Schedules of Successful Writers: How Does Yours Compare? - Share This Story!
It’s no surprise that writing is a notoriously solitary and time-consuming endeavor. Whether it’s a blog post, a magazine article or your work-in-progress high fantasy manuscript, there are many different ways to get the words on the page. This requires several habitual behaviors and a level of long-term diligence that is unheard of for almost any other creative endeavor.
The daily schedules and word count outputs of successful authors also vary wildly. Stephen King stated in On Writing that his daily goal was 2,000 words before he was allowed to step away from the computer. Meanwhile, bestselling fantasy author Sarah J. Maas recently described at a book signing that at one point she’d written upwards of 20,000 words of a new novella in one day. That’s 1,000 words an hour for 20 hours straight! You can imagine my shock and self-doubt at my own numbers in comparison to Maas’s. I had to take a step back and remind myself that every single writer is different, and our brains made to create at different speeds.

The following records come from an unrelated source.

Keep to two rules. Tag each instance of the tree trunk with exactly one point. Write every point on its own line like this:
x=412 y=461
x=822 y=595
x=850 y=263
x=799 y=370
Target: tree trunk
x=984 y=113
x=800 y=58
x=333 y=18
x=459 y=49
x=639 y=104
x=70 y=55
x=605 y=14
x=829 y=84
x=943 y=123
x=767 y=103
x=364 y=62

Comparing Your Writing Schedule to Successful Writers
Attempting to emulate someone else’s output and schedule might only result in you wasting many hours on words that will never be kept. This is not effective for revising a manuscript to completion. This doesn’t mean that learning about other authors’ schedules and daily word count goals can’t provide a framework to reference for our own work. It’s important in every task to push ourselves, to improve and to strengthen our abilities as we become more capable of completing them over time.

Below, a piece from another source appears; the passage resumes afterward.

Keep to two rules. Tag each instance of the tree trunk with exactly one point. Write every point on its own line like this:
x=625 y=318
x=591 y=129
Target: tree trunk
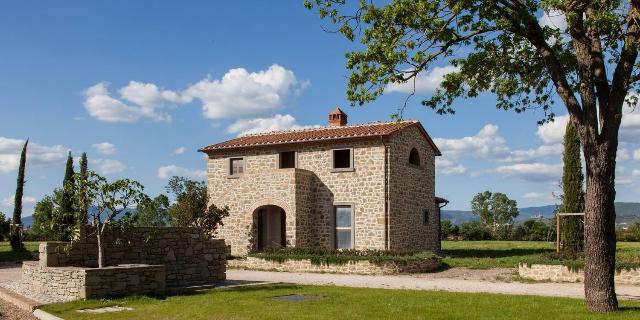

For me personally, I’ve found it helpful to learn about other successful writers’ schedules and deviate from there based on my own abilities. Writing is so personal and solitary that it can be hard to know whether you’re “doing the right thing.” Sometimes having an idea of what has worked for others can make a huge difference in our own writing careers. The below figures are based on self-reported statistics as well as online sources:
Stephen King
Stephen King said that his daily goal is six pages a day, which he estimated takes around three to four hours. He begins writing between 8 and 8:30 every morning. He does it in the same place (at his desk) with everything “arranged” in their routine places until he reaches those six pages at least.

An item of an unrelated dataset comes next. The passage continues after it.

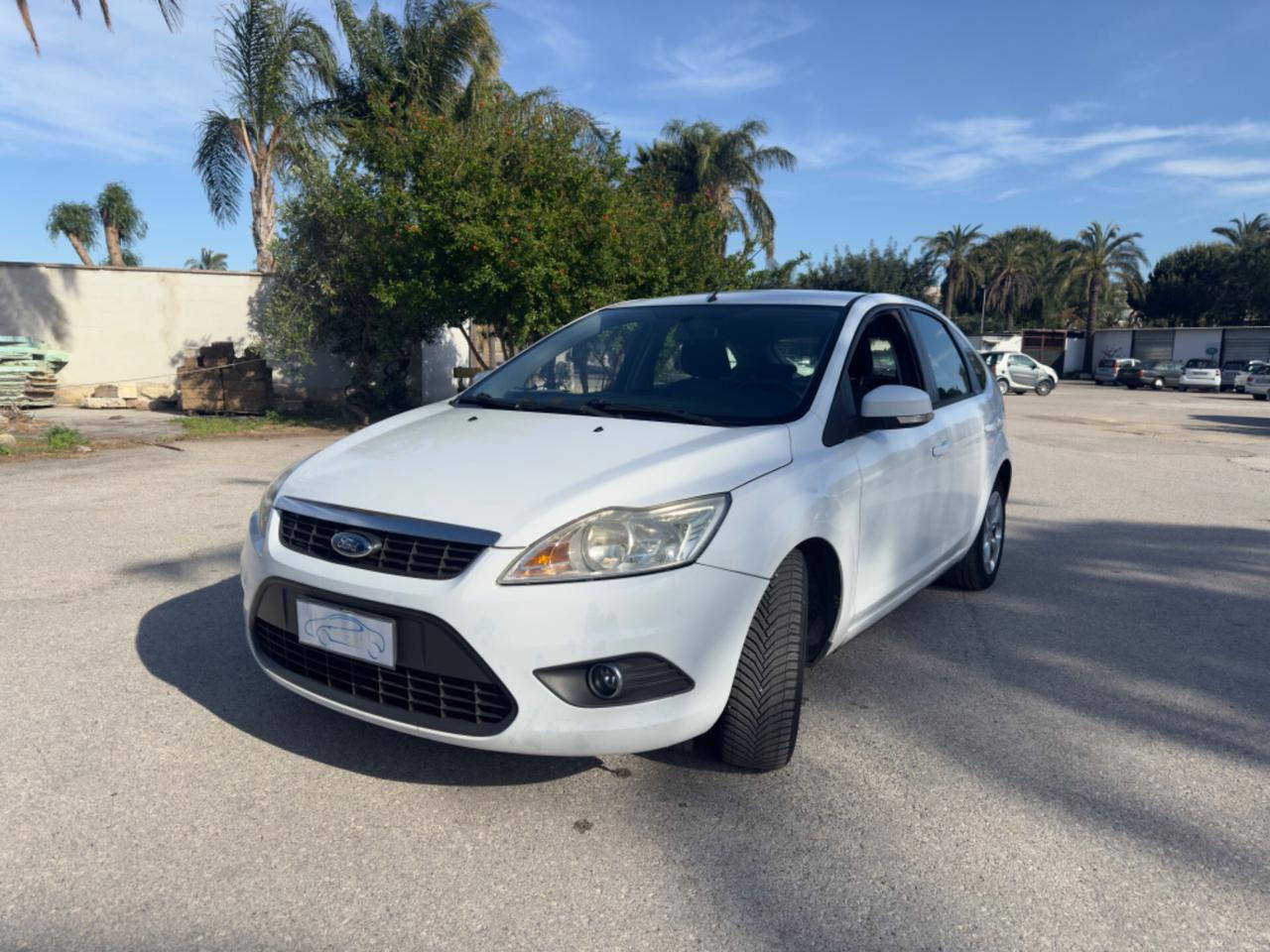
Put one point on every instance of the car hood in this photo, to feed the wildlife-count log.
(526, 474)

It’s been found that spaced repetition increases our brain’s neuropathways for learning, comprehension, and memory.
Haruki Murakami
This bestselling author stated that while he was writing a novel he’d wake up at 4 a.m. and spend between five and six hours writing. He’d then devote several more to exercise before a strict 9 p.m. bedtime every night.
Maya Angelou
Bestselling author and activist Maya Angelou described her daily routine as such: waking up around 5:30 a.m. with the intention of sitting down to write by 7 a.m. Angelou called her workspace a “mean” hotel room, with very limited items inside (a bed, Bible, deck of cards, dictionary and a bottle of sherry). She said that she tried to write until 2 p.m. unless things weren’t going well, at which point she’d conclude by 12:30 p.m.
Simone de Bouvier
This French writer said in a 1965 interview that her writing schedule consisted of morning tea followed by work from 10 a.m. to around 1 p.m. After work, de Bouvier would devote the afternoons to social engagements. When she would return home, she would then continue writing from 5 p.m. until 9 p.m. in the evening.